Rekomendasi Pansus, DPR Minta Pemerintah Perdalam Kajian Rencana Pemindahan Ibu Kota

DPR telah memberikan rekomendasi hasil kajian panitia khusus (pansus) pemindahan ibu kota dalam rapat paripurna akhir periode 2014-2019, Senin (30/9). Isi rekomendasi tersebut meminta pemerintah mengkaji lebih dalam pemindahan ibu kota dari Jakarta ke Kalimantan Timur.

Sania Mashabi
Oleh Sania Mashabi - Reporter
Rekomendasi Pansus, DPR Minta Pemerintah Perdalam Kajian Rencana Pemindahan Ibu Kota
Zainuddin Amali. ©2017 dok foto dok ri

DPR telah memberikan rekomendasi hasil kajian panitia khusus (pansus) pemindahan ibu kota dalam rapat paripurna akhir periode 2014-2019, Senin (30/9). Isi rekomendasi tersebut meminta pemerintah mengkaji lebih dalam pemindahan ibu kota dari Jakarta ke Kalimantan Timur yakni di Kabupaten Penajam Paser Utara dan Kutai Kartanegara.

"Kita memahami apa yang disampaikan pemerintah, tetapi kita, fraksi-fraksi minta diperdalam lagi kajiannya. Kemudian melengkapi dengan perbandingan-perbandingan," kata Ketua Panitia Khusus (Pansus) Pemindahan Ibu Kota Zainudin Amali di Kompleks Parlemen, Senayan, Jakarta, Senin (30/9).

Amali menjelaskan apa yang dimaksud perbandingan. Menurutnya perlu ada perbandingan antara merehabilitasi Jakarta dengan memindahkan ibu kota.

"Jadi perbandingan-perbandingan semoga saat pemerintah akan maju dengan RUU sudah komprehensif. Tetapi, kita memahami apa yang disampaikan oleh pemerintah. Begitulah garis rekomendasinya," ungkapnya.

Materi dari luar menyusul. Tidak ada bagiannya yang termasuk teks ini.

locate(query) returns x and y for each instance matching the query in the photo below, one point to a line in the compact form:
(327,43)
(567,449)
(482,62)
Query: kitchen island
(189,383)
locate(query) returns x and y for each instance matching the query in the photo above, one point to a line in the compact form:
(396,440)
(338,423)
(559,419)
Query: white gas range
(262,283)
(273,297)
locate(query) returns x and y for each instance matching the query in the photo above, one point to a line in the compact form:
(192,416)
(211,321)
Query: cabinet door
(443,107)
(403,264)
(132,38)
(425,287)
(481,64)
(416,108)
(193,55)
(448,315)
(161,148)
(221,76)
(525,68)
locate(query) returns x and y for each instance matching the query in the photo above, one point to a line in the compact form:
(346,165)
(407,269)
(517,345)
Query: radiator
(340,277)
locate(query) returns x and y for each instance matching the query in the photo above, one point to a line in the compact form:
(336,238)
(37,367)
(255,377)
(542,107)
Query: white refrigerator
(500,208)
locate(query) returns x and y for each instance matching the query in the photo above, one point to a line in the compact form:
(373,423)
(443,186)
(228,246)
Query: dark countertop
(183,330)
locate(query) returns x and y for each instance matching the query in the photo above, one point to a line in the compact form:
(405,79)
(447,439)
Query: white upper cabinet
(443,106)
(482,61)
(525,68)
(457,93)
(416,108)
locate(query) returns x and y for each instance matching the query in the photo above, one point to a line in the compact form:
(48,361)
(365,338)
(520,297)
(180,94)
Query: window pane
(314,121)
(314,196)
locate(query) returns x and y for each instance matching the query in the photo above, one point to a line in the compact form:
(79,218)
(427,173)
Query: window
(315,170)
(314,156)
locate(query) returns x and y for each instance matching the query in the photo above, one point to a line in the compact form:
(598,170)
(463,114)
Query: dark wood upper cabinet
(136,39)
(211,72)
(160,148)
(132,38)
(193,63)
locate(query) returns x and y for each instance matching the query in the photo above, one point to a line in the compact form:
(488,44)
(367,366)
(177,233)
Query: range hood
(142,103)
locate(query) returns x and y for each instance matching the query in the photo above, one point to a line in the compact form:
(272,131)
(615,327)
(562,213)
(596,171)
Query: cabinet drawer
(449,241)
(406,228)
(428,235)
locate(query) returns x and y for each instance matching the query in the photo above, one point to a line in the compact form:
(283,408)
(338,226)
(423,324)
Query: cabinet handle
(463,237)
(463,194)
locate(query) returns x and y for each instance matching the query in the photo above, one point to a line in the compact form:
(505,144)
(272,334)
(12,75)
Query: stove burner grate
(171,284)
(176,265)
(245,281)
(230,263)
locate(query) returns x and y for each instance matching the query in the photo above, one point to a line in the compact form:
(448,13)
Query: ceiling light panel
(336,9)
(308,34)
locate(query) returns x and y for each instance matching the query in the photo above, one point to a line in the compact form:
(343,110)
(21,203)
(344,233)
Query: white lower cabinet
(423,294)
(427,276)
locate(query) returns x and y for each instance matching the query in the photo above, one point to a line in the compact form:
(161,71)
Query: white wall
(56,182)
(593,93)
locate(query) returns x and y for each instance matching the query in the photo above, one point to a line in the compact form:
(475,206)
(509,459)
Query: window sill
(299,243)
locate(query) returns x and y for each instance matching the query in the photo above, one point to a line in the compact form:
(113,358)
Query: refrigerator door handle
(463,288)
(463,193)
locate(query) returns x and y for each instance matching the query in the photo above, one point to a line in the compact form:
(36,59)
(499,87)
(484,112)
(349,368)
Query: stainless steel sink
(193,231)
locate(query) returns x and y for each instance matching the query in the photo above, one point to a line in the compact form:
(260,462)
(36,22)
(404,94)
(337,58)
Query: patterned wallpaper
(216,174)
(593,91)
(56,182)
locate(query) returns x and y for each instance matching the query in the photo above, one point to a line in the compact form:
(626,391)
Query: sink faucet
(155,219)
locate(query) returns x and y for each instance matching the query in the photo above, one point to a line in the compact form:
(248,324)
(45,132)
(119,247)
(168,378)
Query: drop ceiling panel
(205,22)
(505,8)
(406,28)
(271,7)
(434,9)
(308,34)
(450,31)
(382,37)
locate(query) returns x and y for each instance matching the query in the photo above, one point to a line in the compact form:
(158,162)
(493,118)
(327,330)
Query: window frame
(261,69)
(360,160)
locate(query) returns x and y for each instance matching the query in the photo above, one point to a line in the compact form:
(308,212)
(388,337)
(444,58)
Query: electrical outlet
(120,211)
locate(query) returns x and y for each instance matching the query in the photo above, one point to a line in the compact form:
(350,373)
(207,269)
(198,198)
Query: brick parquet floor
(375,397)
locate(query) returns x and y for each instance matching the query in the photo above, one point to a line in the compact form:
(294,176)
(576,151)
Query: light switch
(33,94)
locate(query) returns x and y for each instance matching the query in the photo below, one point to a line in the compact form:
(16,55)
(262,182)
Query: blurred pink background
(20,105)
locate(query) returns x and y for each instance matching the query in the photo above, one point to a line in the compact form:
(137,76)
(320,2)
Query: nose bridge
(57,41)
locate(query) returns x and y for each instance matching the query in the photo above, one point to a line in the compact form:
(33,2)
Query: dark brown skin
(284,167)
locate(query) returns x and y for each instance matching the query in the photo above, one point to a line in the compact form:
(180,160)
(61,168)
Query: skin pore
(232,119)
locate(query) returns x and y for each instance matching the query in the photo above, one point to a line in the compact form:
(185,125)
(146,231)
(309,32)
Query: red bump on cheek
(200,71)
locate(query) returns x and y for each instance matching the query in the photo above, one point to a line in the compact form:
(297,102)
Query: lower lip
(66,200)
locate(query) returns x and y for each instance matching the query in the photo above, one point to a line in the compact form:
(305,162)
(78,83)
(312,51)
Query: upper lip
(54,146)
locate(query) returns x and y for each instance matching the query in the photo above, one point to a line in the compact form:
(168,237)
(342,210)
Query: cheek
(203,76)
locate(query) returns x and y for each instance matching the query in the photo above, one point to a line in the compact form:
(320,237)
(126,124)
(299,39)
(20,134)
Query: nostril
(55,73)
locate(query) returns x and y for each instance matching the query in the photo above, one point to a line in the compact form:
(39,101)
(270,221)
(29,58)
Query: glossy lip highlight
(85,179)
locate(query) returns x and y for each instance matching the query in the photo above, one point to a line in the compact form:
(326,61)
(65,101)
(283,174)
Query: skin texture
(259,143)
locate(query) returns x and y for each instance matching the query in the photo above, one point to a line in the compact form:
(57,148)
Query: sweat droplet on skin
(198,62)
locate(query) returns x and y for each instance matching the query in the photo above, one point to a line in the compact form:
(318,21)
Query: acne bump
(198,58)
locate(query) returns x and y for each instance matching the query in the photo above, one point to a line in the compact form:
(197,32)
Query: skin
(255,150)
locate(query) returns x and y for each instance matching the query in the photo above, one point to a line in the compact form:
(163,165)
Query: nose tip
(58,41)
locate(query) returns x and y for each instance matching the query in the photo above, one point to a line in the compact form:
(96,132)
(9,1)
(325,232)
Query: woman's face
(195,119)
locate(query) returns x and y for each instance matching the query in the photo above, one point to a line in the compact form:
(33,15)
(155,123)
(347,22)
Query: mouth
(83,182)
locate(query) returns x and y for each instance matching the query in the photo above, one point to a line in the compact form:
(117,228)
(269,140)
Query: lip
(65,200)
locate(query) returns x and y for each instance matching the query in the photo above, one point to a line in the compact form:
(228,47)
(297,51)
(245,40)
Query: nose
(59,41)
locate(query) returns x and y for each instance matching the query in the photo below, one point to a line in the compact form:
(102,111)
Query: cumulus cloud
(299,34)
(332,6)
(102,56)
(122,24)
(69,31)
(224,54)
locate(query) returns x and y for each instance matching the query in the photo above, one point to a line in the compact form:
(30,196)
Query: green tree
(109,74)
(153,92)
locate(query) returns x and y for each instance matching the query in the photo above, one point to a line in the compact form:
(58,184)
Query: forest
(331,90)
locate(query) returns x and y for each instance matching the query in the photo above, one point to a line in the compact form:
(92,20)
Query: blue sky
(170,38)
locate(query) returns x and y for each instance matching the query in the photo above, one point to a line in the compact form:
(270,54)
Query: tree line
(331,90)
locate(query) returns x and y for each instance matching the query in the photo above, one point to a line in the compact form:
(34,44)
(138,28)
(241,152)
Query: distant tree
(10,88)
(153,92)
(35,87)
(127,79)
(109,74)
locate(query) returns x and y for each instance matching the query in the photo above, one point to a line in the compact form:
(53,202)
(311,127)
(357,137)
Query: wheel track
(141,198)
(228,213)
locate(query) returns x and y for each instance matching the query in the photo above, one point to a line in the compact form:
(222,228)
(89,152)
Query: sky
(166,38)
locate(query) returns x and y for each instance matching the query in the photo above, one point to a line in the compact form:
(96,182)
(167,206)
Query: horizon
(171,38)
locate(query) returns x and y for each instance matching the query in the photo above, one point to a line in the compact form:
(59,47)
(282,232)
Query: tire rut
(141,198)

Lanjutnya, masih ada satu fraksi di DPR yang tidak setuju dengan pemindahan ibu kota itu. Sedangkan fraksi lainnya fraksi ingin kajian pemerintah terkait pemindahan ibu kita diperdalam.

"Memang ada yang keberatan itu dilakukan sekarang yakni PKS. Kemudian ada yang minta diperdalam yakni sekitar delapan fraksi. Kemudian, posisi Gerindra itu jangka panjang, banyak hal yang diminta sebagai prasyarat kalau kita pindah itu banyak hal yang harus dipenuhi. Termasuk yang saya bilang tadi termasuk perbandingan-perbandingan," ungkapnya.

Politikus Partai Golkar ini menegaskan, tadi pihaknya hanya menyampaikan pandangan fraksi secara tertulis dalam rapat paripurna. Hal selanjutnya diserahkan sepenuhnya ke pemerintah.

"Kita serahkan kepada pemerintah," ucapnya.